Дедушка уходил в ночное дежурство охранять колхозные объекты и часто приносил нам оттуда пустые спичечные коробки. Из них мы делали поезда, железную дорогу и представляли, что едем в какой-нибудь город или страну…

Мы с братом Глебушкой взяли за правило учить уроки с вечера, а рано утром мама заставляла повторить задание на свежую голову. Однако утреннее пробуждение мне давалось с большим трудом, я еле-еле разлеплял глаза, которые тут же непроизвольно закрывались, и я чувствовал себя донельзя не выспавшимся и усталым, словно накануне днём хорошо физически поработал. Поэтому повтор уроков на свежую голову вызывал у меня недоумение, так как хоть я и пробудился, но моя голова ещё спала.
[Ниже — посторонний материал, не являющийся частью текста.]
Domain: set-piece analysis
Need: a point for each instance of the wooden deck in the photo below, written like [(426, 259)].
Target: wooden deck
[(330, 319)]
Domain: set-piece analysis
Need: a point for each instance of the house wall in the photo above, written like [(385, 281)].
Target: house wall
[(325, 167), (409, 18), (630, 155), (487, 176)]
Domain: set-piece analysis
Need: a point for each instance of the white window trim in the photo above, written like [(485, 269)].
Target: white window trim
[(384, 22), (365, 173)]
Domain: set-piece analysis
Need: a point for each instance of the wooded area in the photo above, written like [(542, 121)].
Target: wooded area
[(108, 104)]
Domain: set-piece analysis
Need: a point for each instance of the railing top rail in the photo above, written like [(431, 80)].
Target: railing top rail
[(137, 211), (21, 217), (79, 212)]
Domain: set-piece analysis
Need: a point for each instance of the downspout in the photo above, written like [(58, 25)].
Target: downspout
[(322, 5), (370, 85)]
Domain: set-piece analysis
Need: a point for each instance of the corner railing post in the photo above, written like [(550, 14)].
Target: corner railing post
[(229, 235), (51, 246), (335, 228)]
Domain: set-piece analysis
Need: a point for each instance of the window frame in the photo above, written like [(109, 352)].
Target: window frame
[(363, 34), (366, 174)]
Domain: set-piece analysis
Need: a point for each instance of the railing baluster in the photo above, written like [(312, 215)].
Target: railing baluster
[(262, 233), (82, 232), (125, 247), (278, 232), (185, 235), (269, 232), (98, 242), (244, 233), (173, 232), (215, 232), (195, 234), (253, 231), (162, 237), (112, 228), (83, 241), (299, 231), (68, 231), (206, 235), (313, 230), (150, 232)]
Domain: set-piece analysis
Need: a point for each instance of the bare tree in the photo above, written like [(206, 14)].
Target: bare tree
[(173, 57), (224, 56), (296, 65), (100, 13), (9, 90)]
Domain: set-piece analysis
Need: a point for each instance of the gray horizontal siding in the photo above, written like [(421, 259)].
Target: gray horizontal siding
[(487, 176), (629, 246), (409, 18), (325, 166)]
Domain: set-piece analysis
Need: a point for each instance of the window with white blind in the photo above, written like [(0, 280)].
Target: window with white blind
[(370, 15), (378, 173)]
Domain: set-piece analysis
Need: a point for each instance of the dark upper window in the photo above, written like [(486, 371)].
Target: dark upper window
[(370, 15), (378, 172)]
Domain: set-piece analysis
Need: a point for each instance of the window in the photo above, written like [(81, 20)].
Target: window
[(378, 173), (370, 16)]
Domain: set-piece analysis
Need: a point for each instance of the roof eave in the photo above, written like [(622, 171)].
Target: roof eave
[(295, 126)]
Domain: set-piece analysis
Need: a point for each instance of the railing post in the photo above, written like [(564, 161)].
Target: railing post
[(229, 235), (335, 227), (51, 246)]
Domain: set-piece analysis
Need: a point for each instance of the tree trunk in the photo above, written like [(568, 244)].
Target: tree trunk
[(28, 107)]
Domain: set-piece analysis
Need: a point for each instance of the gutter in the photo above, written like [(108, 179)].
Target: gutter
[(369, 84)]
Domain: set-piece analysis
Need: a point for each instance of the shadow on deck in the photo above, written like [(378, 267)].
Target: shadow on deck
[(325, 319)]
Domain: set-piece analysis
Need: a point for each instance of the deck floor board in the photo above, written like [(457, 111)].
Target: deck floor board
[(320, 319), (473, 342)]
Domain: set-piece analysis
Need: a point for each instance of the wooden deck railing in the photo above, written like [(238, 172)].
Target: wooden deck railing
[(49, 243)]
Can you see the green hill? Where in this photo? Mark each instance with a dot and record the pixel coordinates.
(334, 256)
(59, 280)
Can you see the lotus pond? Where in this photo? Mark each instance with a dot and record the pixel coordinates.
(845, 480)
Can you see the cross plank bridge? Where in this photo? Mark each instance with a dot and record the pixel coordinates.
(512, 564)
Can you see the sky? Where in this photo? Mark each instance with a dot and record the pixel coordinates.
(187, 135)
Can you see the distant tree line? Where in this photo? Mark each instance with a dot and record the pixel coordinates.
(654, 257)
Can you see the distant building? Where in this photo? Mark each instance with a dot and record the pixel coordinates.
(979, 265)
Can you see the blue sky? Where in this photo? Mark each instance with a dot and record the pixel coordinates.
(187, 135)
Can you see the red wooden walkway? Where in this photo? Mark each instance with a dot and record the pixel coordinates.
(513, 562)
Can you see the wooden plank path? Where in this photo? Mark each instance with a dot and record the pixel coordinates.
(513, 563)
Разумеется, когда мама будила меня и старшего брата в школу, всякий раз она безудержно нервничала и с болью в сердце выговаривала нам, чтобы вечером допоздна мы больше не заигрывались. И давала себе зарок загонять нас домой с улицы как можно раньше, что, впрочем, неукоснительно не исполняла, занятая по горло домашней работой. Но когда ей это удавалось, мы придумывали в хате для себя какие-нибудь ещё забавы, поскольку на ночь глядя у нас почему-то разыгрывались буйные фантазии. Время за играми пролетало незаметно, мы снова ложились поздно, отчего утром нас опять не добудишься. Помню, после мучительных побудок я обещал маме, что скоро придумаю себе распорядок дня и буду ему неукоснительно придерживаться. Но это было трудно сделать, и вовсе не потому, что в то время в обиходе не сложилось понятия биологических часов, которыми наделён каждый человек. Поэтому к чему себя приучил, к чему ты от рождения склонен, то это и образует твой характер и потому трудно поддаётся подчинению тому, что чуждо его природе и несвойственно ему.

Собираясь утром в школу, я всегда завидовал Никитке, которому не надо было ещё никуда спешить. И он безмятежно спал в тёплой постели, в то время как нам с Глебушкой скоро идти через всю улицу в школу, стоявшую по соседству с клубом на обширной поляне, обсаженных тополями.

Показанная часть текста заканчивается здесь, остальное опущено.